June 27, 1949
Untitled report on the Turkish movement against Communism
This document was made possible with support from Youmna and Tony Asseily
Beirut, Jun 27, 1949
Number 142/ The Turkish Commission has received an important memo about the communist activities that have increased lately in southern Turkey, on or around the border.
This list includes large number of Turkish communists who had been arrested in those areas and their activities in Syria and Lebanon and the group that was arrested recently in the middle of last June in Turkish Antaba. This group is led by the ophthalmologist,[page 2] it appears from information in this Turkish memo as I found out from the translator at the Commission, Mr. Mukhtar Al-Tanbar, that the papers that have been confiscated from this band of communists have shown that:
First – the presence of contacts between Turkish communists and the Russian Commission in Beirut undertaken by two residents in the city. The first one is Osman Ozturk and the other is Bakir Kolu. And since the Turkish government is not sure of the true identity of these individuals [page 3] and whether they are real or fake, therefore it had asked its employees in Beirut to find out.
Second – the main focus of contacts between Turkish communists is on (smuggling) along the Syrian-Turkish border and in the Ladiquia area.
Third – Contacts signed by the Kurdish Democratic Party were found.
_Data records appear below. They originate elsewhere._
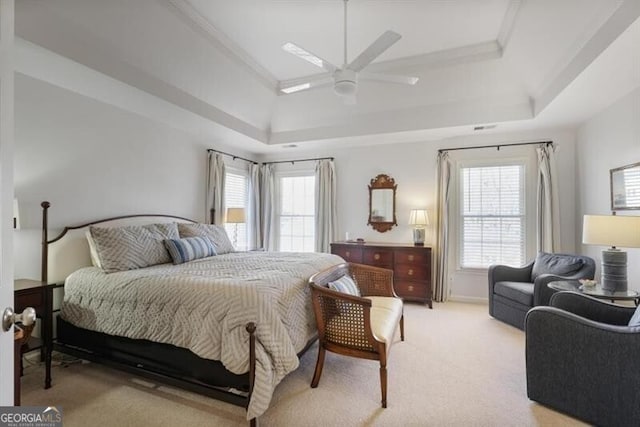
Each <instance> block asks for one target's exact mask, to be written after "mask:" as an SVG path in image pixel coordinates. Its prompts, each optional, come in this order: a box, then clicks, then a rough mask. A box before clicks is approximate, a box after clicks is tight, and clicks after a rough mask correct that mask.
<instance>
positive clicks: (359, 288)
mask: <svg viewBox="0 0 640 427" xmlns="http://www.w3.org/2000/svg"><path fill="white" fill-rule="evenodd" d="M328 286H329V289H332V290H334V291H338V292H342V293H345V294H349V295H355V296H358V297H359V296H360V288H358V285H357V284H356V282H355V280H353V278H351V276H347V275H344V276H342V277H341V278H339V279H338V280H334V281H333V282H329V284H328Z"/></svg>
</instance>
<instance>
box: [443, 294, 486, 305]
mask: <svg viewBox="0 0 640 427" xmlns="http://www.w3.org/2000/svg"><path fill="white" fill-rule="evenodd" d="M449 301H452V302H465V303H468V304H482V305H488V304H489V300H488V299H487V298H482V297H469V296H464V295H450V296H449Z"/></svg>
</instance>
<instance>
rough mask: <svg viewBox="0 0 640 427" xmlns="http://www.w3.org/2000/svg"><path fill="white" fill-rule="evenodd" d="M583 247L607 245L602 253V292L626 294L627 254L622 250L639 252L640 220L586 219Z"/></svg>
mask: <svg viewBox="0 0 640 427" xmlns="http://www.w3.org/2000/svg"><path fill="white" fill-rule="evenodd" d="M582 243H584V244H587V245H601V246H606V245H610V246H611V247H610V248H608V249H605V250H603V251H602V265H601V266H602V271H601V275H600V276H601V282H602V289H605V290H608V291H613V292H624V291H626V290H627V253H626V252H625V251H623V250H620V249H619V248H618V247H623V248H640V216H622V215H585V216H584V222H583V224H582Z"/></svg>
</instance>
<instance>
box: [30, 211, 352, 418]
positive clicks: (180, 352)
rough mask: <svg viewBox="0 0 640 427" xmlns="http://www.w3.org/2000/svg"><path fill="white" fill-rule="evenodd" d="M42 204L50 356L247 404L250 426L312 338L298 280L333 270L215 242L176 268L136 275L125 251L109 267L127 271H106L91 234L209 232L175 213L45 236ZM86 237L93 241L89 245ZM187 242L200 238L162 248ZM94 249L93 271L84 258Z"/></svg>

Also found were a number of copies of the “the People’s Struggle,” the Arabic communist newspaper and a publication entitled (Ashik) in Turkish.
The Commission is interested in knowing the members of the Kurdish Democratic Party in Beirut and the extent of their contacts with the Russian Commission [page 4] in Beirut on the one hand and also finding out the location where the “People’s Struggle” is published and the way it’s being sent to Turkey.
Two days ago, Mukhtar Al-Tanbar visited me and asked me to help find out the truth about that, so I promised him to provide what I can find out about it.
A memo detailing communist activities indicates Russian ties in Beirut, smuggling along the Syrian-Turkish border, and Russian contact with the Kurdish Democratic Party.